Thus, there is a specific region that is responsible for movement
of the thumb, or the ankle, or the nose that maps onto the primary
motor cortex.
Specific muscle groups of the body are
represented in an inverted pattern stretching across the primary
motor area. Stimulation to specific areas of the primary motor
cortex produces contractions of highly localized muscle areas. For
example, Broca's area resides near the primary motor area in the
left hemisphere, controls facial musculature, and mediates speech
production (Kolb & Whishaw, 2003).
Premotor Cortex
The premotor cortex, anterior to the primary
motor cortex, plays a role in controlling limb and body movements.
More complex, coordinated movements appear to be regulated at this
level, especially fluid sequential movements. The premotor cortex
directs the primary cortex in the execution and maintenance of
simple movements. The limbic system also influences the motor
cortex, directly and indirectly, primarily in terms of attentional
and motivational aspects of motor functions (Damasio &
Anderson, 2003).
Prefrontal Cortex
The prefrontal cortex, the most anterior region
of the frontal lobe, receives incoming signals from the thalamus,
which then project to the hypothalamus. Further, connections to the
limbic system allow the prefrontal cortex to mediate, regulate, and
control affective, emotional behavior. Prefrontal connections to
the temporal, parietal, and occipital association regions allow for
a comparison of past and present sensory experiences (Gazzaniga et
al., 2002). These intricate
connections of the prefrontal cortex with cortical and subcortical
regions allow for highly integrative, complex functions. Judgments
and insights arise out of prefrontal activity, whereas motor
planning, consequential thinking, and ongoing monitoring of
behavior also appear to be regulated by prefrontal regions. The
limbic system also seems to play a role in complex, intentional, or
volitional motor behaviors, though this is not considered part of
the motor area. The development of executive control functions is
discussed in more detail in later sections of this chapter. Also
see Chapter
6 for a discussion of neuropsychiatric disorders
(e.g., ADHD and Tourette syndrome) associated with frontal lobe and
executive control damage or dysfunction.
Parietal Lobes
The parietal lobe is separated from the frontal
regions by the central sulcus and from the temporal lobe by the
lateral fissure. The parietal lobes play a central role in the
perception of tactile sensory information, including the
recognition of pain, pressure, touch, proprioception, and
kinesthetic sense. The parietal lobe is comprised of three areas:
the primary sensory projection area, the secondary somatosensory
area, and the tertiary or association area (Carlson, 2007).
Primary Sensory Cortex
The primary sensory projection area is
immediately posterior to the central sulcus, adjacent to the
primary motor cortex. Some have argued that there is a great deal
of functional overlap between the sensory and motor cortical areas
with approximately one-quarter of the points in the motor area also
showing sensory capabilities and one-quarter of the points in the
sensory area also showing motor capabilities (Brodal,
2004). Thus, regions posterior to
the sulcus have been labeled as the sensory-motor area, while
regions anterior to the sulcus are labeled the motor-sensory area.
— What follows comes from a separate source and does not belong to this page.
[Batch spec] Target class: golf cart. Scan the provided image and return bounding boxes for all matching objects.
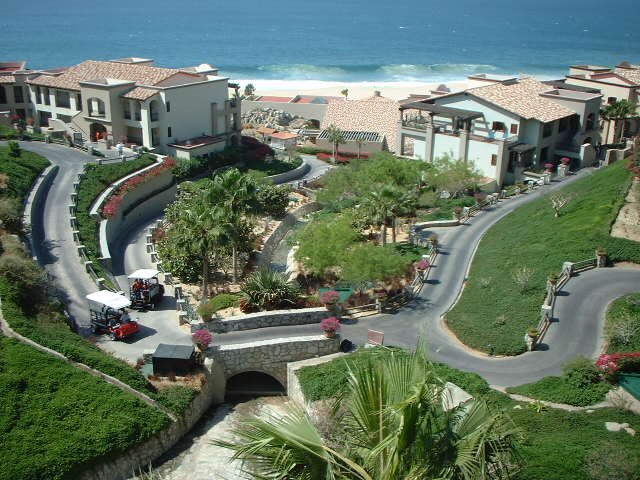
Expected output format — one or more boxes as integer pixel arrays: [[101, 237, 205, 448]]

What seems most evident from this research is that the
sensory-motor regions are highly interrelated, which probably
results in increased functional efficiency.
The primary sensory projection area has four
major functions: (1) recognition of the source, quality, and
severity of pain; (2) discrimination of light pressure and
vibration; (3) recognition of fine touch (proprioception) and (4)
awareness of the position and movement of body parts (kinesthetic
sense) (Lezak et al., 2004).
Numerous fibers converge in the primary sensory projection area,
including afferents coming from the thalamus, skin, muscles,
joints, and tendons from the opposite side of the body. Lesions to
the primary parietal regions can produce sensory deficits to the
contralateral (opposite) side of the body, and other more complex
deficits can occur when the temporoparietal and/or inferior
parietal regions are involved (Tranel, 1992).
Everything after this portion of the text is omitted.